The child is not glue. It’s navigating the struggles that a child presents, which, after successfully navigating those struggles, brings you closer.

And the very first struggle? As the father, the one who witnesses your spouse (partner or whatever adjective you use) physically grow and change before your eyes, and go through whatever other emotional roller coasters that mother nature so humorously presents, you think, “Cool. So the kid’s going to be born and we’ll get back to being a couple again, but we’ll just have this cute little kid to tote along too.”

There’s the cruel joke. Men, as narcissistic as we can be, are totally kept in the dark during the most influential period of bonding that a mother can have with her child: carrying the child. Because everything is so internalized for the mother — literally and metaphorically — we men have absolutely no idea what kind of bitch-slap we’re in for.

In hindsight it’s obvious that my wife’s vision became as myopic as it did when she first cast her gaze upon her newborn first child.
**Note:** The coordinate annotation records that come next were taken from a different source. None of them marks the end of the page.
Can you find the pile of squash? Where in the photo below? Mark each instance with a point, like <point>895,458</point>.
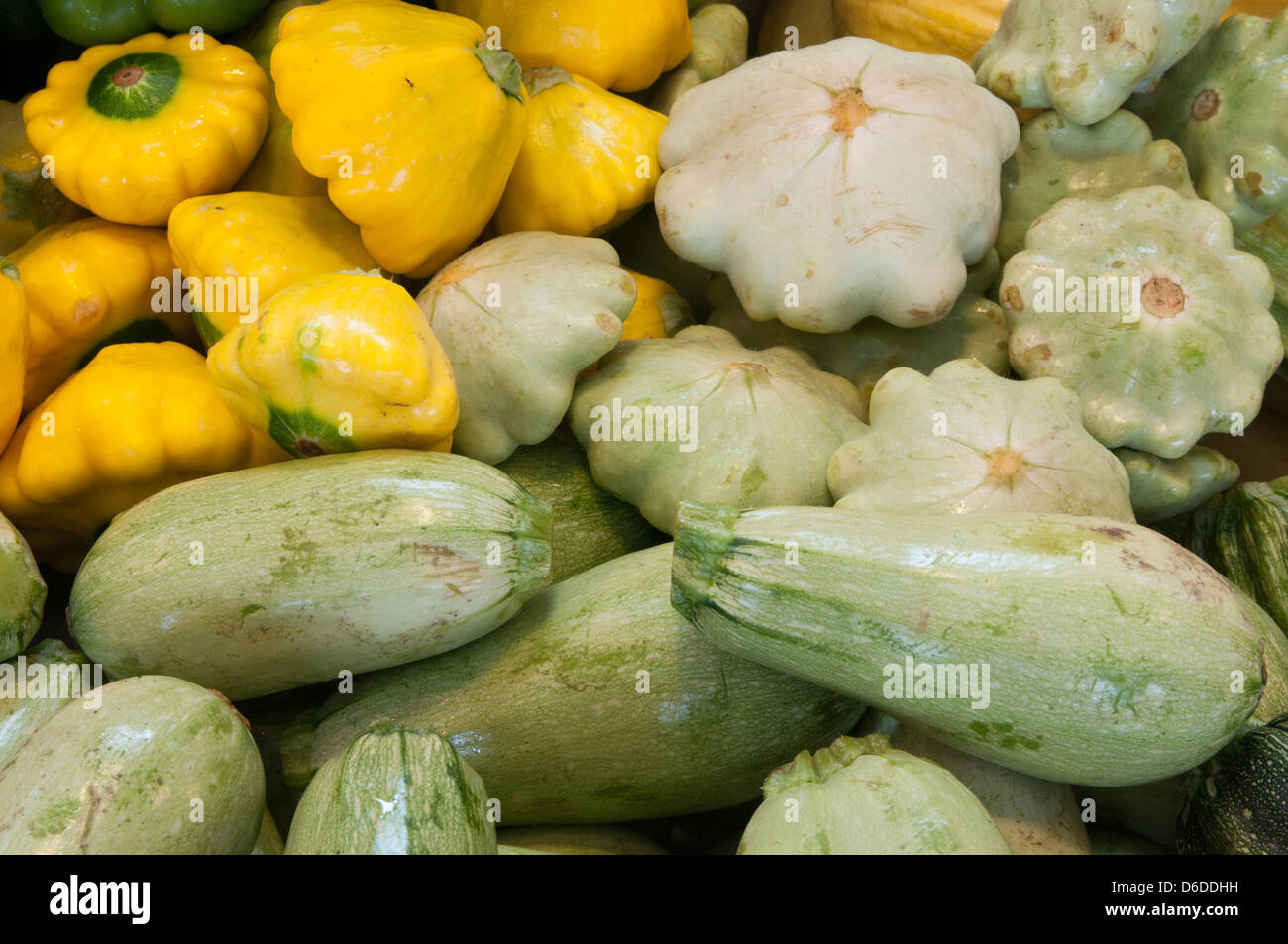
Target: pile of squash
<point>558,419</point>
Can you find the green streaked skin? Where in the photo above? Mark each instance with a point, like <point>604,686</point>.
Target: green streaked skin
<point>123,778</point>
<point>861,796</point>
<point>1116,657</point>
<point>399,554</point>
<point>553,713</point>
<point>394,790</point>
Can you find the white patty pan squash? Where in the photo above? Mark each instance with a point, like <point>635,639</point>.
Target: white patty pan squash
<point>1086,56</point>
<point>1144,307</point>
<point>967,441</point>
<point>838,181</point>
<point>699,417</point>
<point>974,327</point>
<point>1162,488</point>
<point>1227,104</point>
<point>1057,158</point>
<point>520,317</point>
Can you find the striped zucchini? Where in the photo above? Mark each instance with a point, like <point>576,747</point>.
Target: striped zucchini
<point>268,578</point>
<point>590,526</point>
<point>160,767</point>
<point>1069,648</point>
<point>597,703</point>
<point>394,790</point>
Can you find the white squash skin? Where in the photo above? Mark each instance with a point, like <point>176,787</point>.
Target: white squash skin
<point>759,183</point>
<point>1109,673</point>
Yes, he was my child too, and there were those shared moments of looking at each other with that “holy crap, look we created” shocked look, but I didn’t have the same immediate closeness to this being that I could see in my wife’s eyes. I could see that for this immediate moment this little boy was the primary love of her life.

Of course this was the case. Of course I didn’t feel as close to this infant. Of course he had replaced me on the totem pole of relationship status. This little guy had been literally growing inside her for the past nine months. She had felt his every move for the prior five plus months. He had already been keeping her awake at night.

Me? Blissfully unaware, I was getting a full night’s sleep up until the day he was born.

I was very lucky, however, that my wife has always had a very strong sense of self as well as a strong awareness of the others around her; she didn’t just get lost in the ether of motherhood, though she did soak in the few weeks she had off from work to relish the time with her newborn.

Me? I was now walking around, totally sleep deprived, wondering what the hell had just happened, and in a classically male fashion, wondering “What about me?”

Gosh, when you write something like that on paper (or a screen in this case) it looks so petty.

Months passed and the three of us found an equilibrium. Many accidental events helped us find that equilibrium, but one of the greatest things we did to find a new solid footing for our relationship was to talk.

Funny. Communication helping a relationship? Who knew.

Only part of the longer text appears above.